Life Matters & First Things First both by Merrill - serious but practical look at balancing your life.

Stacks of books about homeschooling: theory, advice, curriculum - you name it.

Aside to you Potter fans: We've read all the Harry Potter books too - :)

LisaB

TheDoctor

11:00 pm on Oct 3, 2003 (gmt 0)

WebmasterWorld Senior Member 10+ Year Member



heh, you should pick up a copy of Finnegans wake...

open it up to a random page and just try to read.

That's they way I read it. I think it's beautiful like that. The composer John Cage read it like that as well - I heard a him say that in a radio interview - so that makes three of us.

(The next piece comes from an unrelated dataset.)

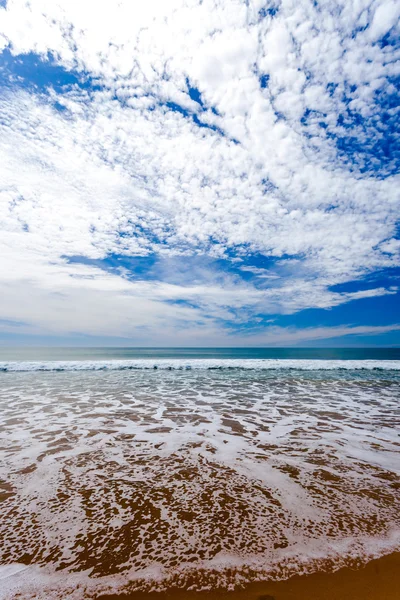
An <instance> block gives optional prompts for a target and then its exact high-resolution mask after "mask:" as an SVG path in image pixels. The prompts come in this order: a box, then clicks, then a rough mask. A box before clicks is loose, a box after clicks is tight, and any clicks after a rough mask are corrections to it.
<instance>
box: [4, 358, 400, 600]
mask: <svg viewBox="0 0 400 600" xmlns="http://www.w3.org/2000/svg"><path fill="white" fill-rule="evenodd" d="M399 391H400V385H399V382H398V381H396V380H390V379H384V378H382V379H379V378H378V379H374V380H369V379H365V380H346V379H344V380H337V379H336V380H335V379H329V378H325V379H324V378H322V379H317V380H315V379H309V378H305V377H303V376H301V374H300V375H299V374H298V373H292V372H289V371H287V372H286V375H285V376H284V377H280V378H277V377H273V378H271V377H270V375H268V372H267V371H264V370H258V371H249V370H241V369H239V370H225V371H219V370H216V371H215V370H208V369H192V370H188V371H186V370H182V371H179V370H173V371H168V370H162V371H158V370H156V371H154V370H152V369H151V370H137V371H136V370H126V371H112V370H111V371H104V372H101V371H100V372H99V371H96V372H90V371H78V372H73V371H71V372H58V373H52V372H38V371H32V372H14V373H8V374H7V376H6V377H4V379H3V380H2V387H1V389H0V405H1V413H0V414H1V420H0V437H1V440H2V447H3V450H4V460H3V461H2V463H1V465H0V479H1V481H0V499H1V507H2V514H1V517H0V537H1V539H2V540H3V544H2V548H1V549H0V552H1V562H2V564H3V565H7V569H8V570H5V571H4V570H3V571H0V590H6V593H7V594H8V596H6V597H7V599H8V598H12V597H13V596H12V595H10V594H17V593H23V594H25V595H26V596H25V597H27V598H28V597H34V596H33V594H34V593H37V594H42V596H40V595H39V597H46V598H49V599H51V598H82V597H85V596H84V594H86V595H87V597H91V594H92V595H93V596H96V595H98V594H99V593H100V591H102V590H105V591H107V590H108V591H110V590H131V591H132V590H136V589H137V590H142V591H149V590H151V589H154V590H162V589H167V588H168V587H169V586H171V585H178V586H180V587H193V588H194V589H203V588H208V589H215V588H224V589H228V588H230V587H232V586H234V585H242V584H245V583H248V582H250V581H255V580H260V579H263V578H264V579H265V578H271V579H279V578H284V577H287V576H289V575H291V574H293V573H295V572H310V571H311V570H314V569H319V568H330V569H334V568H338V567H339V566H342V565H343V564H345V563H346V561H347V562H349V561H354V560H362V561H365V560H368V559H369V558H371V557H373V556H377V555H380V554H383V553H385V552H389V551H391V550H393V549H396V548H399V535H398V531H399V527H400V519H399V514H400V511H399V509H400V498H399V494H398V489H399V486H400V478H399V474H400V473H399V464H400V461H399V453H400V451H399V440H398V433H397V430H396V424H398V421H399V406H398V398H399ZM28 564H31V565H32V566H31V567H29V569H27V570H19V569H20V568H21V569H23V566H21V565H28ZM10 565H11V566H10ZM15 565H16V566H15ZM10 569H11V570H10ZM32 586H33V587H32ZM18 590H19V591H18ZM38 590H39V591H38ZM43 590H44V591H43ZM79 594H80V595H79ZM0 597H1V595H0Z"/></svg>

A friend, who has read it all the way through, says that the way to do it is to read it out loud. He claims it makes sense that way.

AAnnAArchy

1:08 am on Oct 4, 2003 (gmt 0)

WebmasterWorld Senior Member 10+ Year Member



Right now I'm reading Angels & Demons. After that, when they get here, I'll be reading Wordplay and Inversions. I'm determined to figure out how to make ambigrams.

Next, waiting on the shelves - the rest of Dan Brown's books, Augusten Burrough's two and Me Talk Pretty One Day by David Sedaris.